タクシー乗り場に停まり、会計を済ませて降りる。
「調停ってさ、怪我するリスクもあって、さらに刑も執行されるんでしょ?」
((──そうだね))
「いくらなんでも、あんまりじゃない......」
((──うん。でも、そういう制度だからね。))
「それはそうだけどさ......」
南口広場に設置されたベンチに座り
空を見上げ伸びをしながら深呼吸をした。
「こんなことゼニスに言っても、
仕方がないのはわかってるけどね......」
((──うん。))
「よし!気分転換にケーキ買いにいく!」
((──うん。そうしよう。))
ヒヨリナの中に入り、そのまま1階のケーキ売り場へ。
煌びやかなショーケースの中から、いくつかのケーキを選んだ。
会計を済ませ、丁寧に箱に詰められたそれを左手に持ち、そのまま北口へと向かう。
「ゼニス......この世界は......。ううん、なんでもない。」
((──うん。))
「ケーキ食べるの楽しみだね。」
((──楽しみだね。))
「ゼニスが好きなチョコケーキも買ったしね。」
((──うん。チョコレートは幸福度が上がるからね。
とても良いものだよ。
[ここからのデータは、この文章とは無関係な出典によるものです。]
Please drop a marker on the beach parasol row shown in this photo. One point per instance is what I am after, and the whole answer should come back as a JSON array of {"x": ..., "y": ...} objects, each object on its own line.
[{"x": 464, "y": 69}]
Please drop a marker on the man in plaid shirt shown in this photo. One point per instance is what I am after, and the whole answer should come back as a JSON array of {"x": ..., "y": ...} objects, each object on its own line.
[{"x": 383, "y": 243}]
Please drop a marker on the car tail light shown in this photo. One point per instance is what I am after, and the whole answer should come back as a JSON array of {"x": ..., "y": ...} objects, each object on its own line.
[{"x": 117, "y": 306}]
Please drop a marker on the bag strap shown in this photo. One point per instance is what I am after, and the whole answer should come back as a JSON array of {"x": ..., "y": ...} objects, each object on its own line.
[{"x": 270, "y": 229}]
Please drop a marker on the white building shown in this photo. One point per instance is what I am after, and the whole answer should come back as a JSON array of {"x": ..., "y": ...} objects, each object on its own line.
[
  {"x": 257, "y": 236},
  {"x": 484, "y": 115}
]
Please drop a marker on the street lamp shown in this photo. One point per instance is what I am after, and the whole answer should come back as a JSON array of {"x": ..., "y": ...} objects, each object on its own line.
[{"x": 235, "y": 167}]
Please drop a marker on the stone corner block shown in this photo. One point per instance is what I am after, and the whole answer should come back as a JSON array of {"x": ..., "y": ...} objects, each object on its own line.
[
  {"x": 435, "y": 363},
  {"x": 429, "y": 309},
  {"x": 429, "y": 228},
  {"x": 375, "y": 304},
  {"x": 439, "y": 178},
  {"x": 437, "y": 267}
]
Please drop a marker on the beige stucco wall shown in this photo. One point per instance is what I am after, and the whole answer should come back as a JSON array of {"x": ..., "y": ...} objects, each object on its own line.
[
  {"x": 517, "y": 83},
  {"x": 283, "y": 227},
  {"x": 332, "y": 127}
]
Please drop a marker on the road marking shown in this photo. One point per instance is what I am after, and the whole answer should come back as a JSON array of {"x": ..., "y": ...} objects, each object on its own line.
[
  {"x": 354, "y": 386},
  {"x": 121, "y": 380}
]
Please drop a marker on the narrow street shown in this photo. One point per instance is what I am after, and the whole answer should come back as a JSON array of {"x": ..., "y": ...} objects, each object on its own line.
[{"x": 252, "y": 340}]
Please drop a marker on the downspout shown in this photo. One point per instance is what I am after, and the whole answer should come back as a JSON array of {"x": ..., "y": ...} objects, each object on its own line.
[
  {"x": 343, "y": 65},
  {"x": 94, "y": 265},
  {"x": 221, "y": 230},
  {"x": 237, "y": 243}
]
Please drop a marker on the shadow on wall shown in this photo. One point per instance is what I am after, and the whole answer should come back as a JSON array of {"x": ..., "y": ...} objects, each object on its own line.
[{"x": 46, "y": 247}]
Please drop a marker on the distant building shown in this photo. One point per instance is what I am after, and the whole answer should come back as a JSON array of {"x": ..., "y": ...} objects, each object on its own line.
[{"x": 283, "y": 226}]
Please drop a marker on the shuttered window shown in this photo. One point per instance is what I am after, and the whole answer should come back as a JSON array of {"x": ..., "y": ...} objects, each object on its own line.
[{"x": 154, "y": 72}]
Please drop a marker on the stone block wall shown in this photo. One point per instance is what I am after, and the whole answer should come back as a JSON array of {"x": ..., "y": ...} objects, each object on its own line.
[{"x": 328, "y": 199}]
))
「だね。」
北口を抜け自宅に辿り着く。
テーブルにケーキの箱を置き、大きく息を吐きながらソファに腰を下ろした。
「今日は、なんか疲れちゃったな......」
((──ゆっくり休んでね、遥。))
「そだね......ケーキは明日にしようか?」
((──うん。))
買ってきたケーキを冷蔵庫に押し込み、這うようにしてベッドに潜り込む。
思考が完全に途切れ、意識が深い闇の奥へと沈んでいく。
気がつけば、カーテンの隙間から、
いつも通り変わらない、光が差し込んでいた。
「んっん~......」
((──おはよう、遥。))
「おはよ、ゼニス。」
((──睡眠は、いつも通り安定していたよ。))
「疲れてたのかな......なんか、すぐ寝ちゃったもんね、ふふっ」
((──そんな時は、ゆっくり休めばいいんだよ。))
「うん、ありがと。」
軽く身体を伸ばしてから、ベッドを降りてキッチンへと向かう。
淹れたてのコーヒーをカップに注ぎ、ソファに座って一口、喉を潤した。
まだ底の方で眠っていた意識が、その熱に引き上げられるように、少しずつクリアになってくる。
「ふわぁ~......まだ眠いかも......」
((──うん。))
「シャワー浴びようかな。」
((──うん。そうだね。))
浴室へ行き、少しぬるめのお湯でシャワーを浴びる。
さっきまでの眠気は、
どこかへ行ったかのように輪郭がはっきりと、意識が澄み渡っていった。
「完全に目が覚めた感じだね。」
((──うん。))
「なにしようかな~......今日は......」
ソファに腰を下ろし、カップのコーヒーを飲む。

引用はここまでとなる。